Sunday, May 27, 2012

How A Long Way Gone compares with The Hunger Games

The book A Long Way Gone has a few similarities with the book The Hunger Games. In both books, children are put in fighting situations. Both books also have similar themes and moods.

In A Long Way Gone, Ishmael and his friends Alhaji, Musa, Moriba, Jumah and Kanei are picked up by the government army and forced to be soldiers. They have no choice, if they do not join up with the army, they will be sent out of the village and killed by the rebels (RUF). The boys, a long with other boys and a few men, are trained for a brief period of time and then sent into battles against the rebels. Throughout their time in the war, Ishmael and his friends see and participate in acts of cruelty. These acts of cruelty include seeing people be killed, watching villages burn down, and killing people and burning down villages themselves. In the Hunger Games, Katniss, Peeta and 22 other tributes are chosen and forced into an annual hunger game-a fight to the death, where only one tribute will come out of the arena alive. Katniss, Peeta and all the other tributes have no choice, they must fight to the death in the arena or the Capitol (the people in charge) and President Snow, will punish them and their families. The tributes go through a training period to prepare them to fight in the arena. Katniss, Peeta and the other tributes see fellow tributes die and some even kill their fellow tributes.

Both A Long Way Gone and The Hunger Games have some similar themes of bad things can happen to good people and life goes on. In A Long Way Gone, Ishmael and his companions were good people who were just enjoying their lives before they were forced to go on the run. They did not deserve to be forced to become child soldiers.
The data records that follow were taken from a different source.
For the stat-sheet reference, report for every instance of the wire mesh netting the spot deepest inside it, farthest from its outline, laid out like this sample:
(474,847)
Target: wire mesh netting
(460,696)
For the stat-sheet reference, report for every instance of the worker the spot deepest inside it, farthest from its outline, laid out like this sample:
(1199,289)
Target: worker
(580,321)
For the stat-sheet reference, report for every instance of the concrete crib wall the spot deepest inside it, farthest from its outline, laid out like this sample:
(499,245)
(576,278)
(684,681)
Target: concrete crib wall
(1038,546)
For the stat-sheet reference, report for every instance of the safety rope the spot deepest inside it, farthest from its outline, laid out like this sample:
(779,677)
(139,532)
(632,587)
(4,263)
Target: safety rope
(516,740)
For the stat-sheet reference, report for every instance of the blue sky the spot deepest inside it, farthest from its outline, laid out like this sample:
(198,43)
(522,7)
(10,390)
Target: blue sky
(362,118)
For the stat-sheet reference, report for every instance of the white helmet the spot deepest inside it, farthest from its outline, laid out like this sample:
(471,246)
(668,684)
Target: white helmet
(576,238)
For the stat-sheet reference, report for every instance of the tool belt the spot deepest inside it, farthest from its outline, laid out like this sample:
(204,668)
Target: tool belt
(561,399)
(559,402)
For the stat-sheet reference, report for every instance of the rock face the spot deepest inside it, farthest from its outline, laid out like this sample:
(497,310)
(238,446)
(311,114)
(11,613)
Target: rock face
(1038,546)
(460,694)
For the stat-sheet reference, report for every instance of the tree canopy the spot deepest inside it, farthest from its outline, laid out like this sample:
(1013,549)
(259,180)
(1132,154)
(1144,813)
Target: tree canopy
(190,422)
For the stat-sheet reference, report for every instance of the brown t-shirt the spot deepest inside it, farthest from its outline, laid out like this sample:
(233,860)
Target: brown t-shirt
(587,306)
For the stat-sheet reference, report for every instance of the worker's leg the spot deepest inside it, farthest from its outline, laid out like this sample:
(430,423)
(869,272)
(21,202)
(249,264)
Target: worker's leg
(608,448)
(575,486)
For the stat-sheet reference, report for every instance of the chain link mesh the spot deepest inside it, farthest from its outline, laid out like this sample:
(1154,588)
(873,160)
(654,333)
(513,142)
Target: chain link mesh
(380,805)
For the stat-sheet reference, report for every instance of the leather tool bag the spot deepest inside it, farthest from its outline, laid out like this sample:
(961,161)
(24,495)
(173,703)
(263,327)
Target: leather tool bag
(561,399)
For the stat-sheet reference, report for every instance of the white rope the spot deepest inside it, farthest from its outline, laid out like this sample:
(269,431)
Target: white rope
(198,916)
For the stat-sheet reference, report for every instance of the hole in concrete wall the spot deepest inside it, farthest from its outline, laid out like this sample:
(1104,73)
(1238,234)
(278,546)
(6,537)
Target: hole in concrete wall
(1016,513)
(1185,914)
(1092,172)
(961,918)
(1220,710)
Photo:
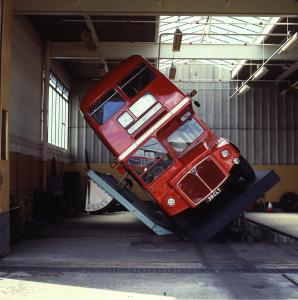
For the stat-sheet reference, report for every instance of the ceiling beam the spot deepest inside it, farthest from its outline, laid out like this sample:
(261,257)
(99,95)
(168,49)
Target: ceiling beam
(287,72)
(156,7)
(95,39)
(114,50)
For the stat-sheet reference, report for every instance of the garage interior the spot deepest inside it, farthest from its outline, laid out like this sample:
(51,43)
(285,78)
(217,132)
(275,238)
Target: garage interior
(236,55)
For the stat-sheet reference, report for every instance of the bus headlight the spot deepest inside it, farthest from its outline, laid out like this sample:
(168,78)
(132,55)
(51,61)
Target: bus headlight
(171,202)
(236,160)
(225,153)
Ishmael did not deserve to lose his family. Ishmael deserved nothing that happened to him during the war. Sometimes, bad things happen to good people, as they did to Ishmael. There may not be a reason for why those bad things happen to good people, sometimes they just do. Also, in the end, Ishmael is able to forgive himself for what he's done in the war, and is able to move on with his life. He discovers that life goes on. Life goes on even when it seems it cannot. In The Hunger Games, Katniss and Peeta were good people just living their lives and then suddenly they were picked as tributes for district 12 to go into the arena to fight to the death with other tributes from the other districts. Katniss, Peeta and the other tributes don't deserve to be forced to fight. All but one of them will be dead at the end of the games. None of the tributes deserves to die. They were good people that had bad things happen to them (being forced into the arena, and most of the tributes lost their lives). In the end, Katniss and Peeta are alive, having survived the Hunger Games, and have realized that their lives will go on, despite everything they have been through.

In both books the mood is grim and fearful. In A Long Way Gone, it is grim while Ishmael is on the run seeing all sorts of atrocities and while he is a child soldier committing horrific, unkind acts. It is also fearful when Ishmael is on the run from the rebels, as he is scared of them because of what he has seen them do. In The Hunger Games, the mood is grim in the arena while the tributes are killing one another. It is also fearful because Katniss is afraid that she won't make it out, and she is afraid for Peeta when he is sick and wounded.